# U1T1 - Answers for the first assignment

## Chapter 2

### Exercise 1

| P<sub>1</sub>(H) | P<sub>2</sub>(H) | H-H | H-T | T-H | T-T |
| :---: | :---: | :---: | :---: | :---: | :---: |
| 0.5 | 0.5 | 0.25 | 0.25 | 0.25 | 0.25 |
| 0.6 | 0.7 | 0.42 | 0.18 | 0.28 | 0.12 |
| 0.4 | 0.8 | 0.32 | 0.08 | 0.48 | 0.12 |
| 0.1 | 0.2 | 0.02 | 0.08 | 0.18 | 0.72 |
| 0.3 | 0.4 | 0.12 | 0.18 | 0.28 | 0.42 |

For any given combination, the answer is calculated based on the positional probability for each coin as they are different. For example, in order to get the probability for a Tails - Heads outcome for the last row we have to multiply the probabilities of the first coin landing with Tails facing up and the contrary happening for the second coin. The last value is already given in the table P<sub>2</sub> = 0.4. The first one is obtained as the complement of P<sub>1</sub>(H), i.e., P<sub>1</sub>(T) =  1 - P<sub>1</sub>(H) = 0.7.

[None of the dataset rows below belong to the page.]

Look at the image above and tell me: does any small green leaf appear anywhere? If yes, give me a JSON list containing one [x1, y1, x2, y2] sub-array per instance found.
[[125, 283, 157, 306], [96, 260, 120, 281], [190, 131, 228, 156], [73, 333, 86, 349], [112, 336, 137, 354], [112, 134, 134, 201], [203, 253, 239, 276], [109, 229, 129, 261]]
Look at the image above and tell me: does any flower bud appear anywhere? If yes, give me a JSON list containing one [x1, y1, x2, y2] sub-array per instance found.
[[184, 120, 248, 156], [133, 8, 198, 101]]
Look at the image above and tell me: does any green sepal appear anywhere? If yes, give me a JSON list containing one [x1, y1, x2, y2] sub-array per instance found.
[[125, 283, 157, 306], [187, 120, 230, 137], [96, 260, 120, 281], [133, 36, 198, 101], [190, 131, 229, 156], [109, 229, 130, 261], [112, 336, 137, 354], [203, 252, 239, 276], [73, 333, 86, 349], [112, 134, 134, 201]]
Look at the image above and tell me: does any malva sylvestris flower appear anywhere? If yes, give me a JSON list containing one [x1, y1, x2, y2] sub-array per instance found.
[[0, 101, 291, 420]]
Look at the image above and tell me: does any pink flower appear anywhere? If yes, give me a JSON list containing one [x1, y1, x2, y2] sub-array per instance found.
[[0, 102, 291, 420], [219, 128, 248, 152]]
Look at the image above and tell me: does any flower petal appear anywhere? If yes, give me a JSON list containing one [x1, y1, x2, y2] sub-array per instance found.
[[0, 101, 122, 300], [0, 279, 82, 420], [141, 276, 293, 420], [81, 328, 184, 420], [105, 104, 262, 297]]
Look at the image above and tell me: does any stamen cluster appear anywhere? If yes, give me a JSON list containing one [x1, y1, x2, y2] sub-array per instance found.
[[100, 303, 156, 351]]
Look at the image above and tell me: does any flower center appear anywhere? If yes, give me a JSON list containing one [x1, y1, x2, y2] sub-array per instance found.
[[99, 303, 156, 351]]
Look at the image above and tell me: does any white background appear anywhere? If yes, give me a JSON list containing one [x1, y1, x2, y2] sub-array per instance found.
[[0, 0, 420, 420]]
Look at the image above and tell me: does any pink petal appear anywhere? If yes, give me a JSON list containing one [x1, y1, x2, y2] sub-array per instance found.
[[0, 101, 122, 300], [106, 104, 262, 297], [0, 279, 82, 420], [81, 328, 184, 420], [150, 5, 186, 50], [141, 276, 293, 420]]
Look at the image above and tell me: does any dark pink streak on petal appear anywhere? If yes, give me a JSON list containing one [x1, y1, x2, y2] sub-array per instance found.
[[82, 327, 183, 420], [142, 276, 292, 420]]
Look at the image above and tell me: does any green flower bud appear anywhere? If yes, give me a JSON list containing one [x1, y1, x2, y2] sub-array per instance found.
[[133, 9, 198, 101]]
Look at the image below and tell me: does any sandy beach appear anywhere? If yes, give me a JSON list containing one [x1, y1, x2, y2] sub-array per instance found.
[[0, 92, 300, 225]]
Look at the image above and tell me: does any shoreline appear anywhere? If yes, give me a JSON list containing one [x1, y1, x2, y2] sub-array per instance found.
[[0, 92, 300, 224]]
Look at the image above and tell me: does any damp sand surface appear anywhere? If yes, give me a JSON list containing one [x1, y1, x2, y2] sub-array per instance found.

From those, we obtain $P(T-H) = 0.7 * 0.4 = 0.28$

### Exercise 2

For starters let's grab the data available and establish what probability is desired:

* Total emails received: 1605
* Flagged emails: 963
* Filter accuracy: 98%
* Probability of being spam (P(S)): 0.6

From the wording of the exercise we want to determine the number of 'falsely' flagged email based on the probability that an email flagged (F) as spam (S) be in fact not a spam (-S). Using Bayes' Theorem:

$$P(-S|F) = \dfrac{P(F|-S) P(-S)}{P(F)}$$

The conditional probability of an genuine email being flagged is the complement of the accuracy of the filter, i.e., 0.02. Similarly, the probability of an email being genuine on its own is 1 - P(S) = 0.4. Finally, the exercise mentioned that the filter will flag 60% of the emails, so the P(F) = 0.6.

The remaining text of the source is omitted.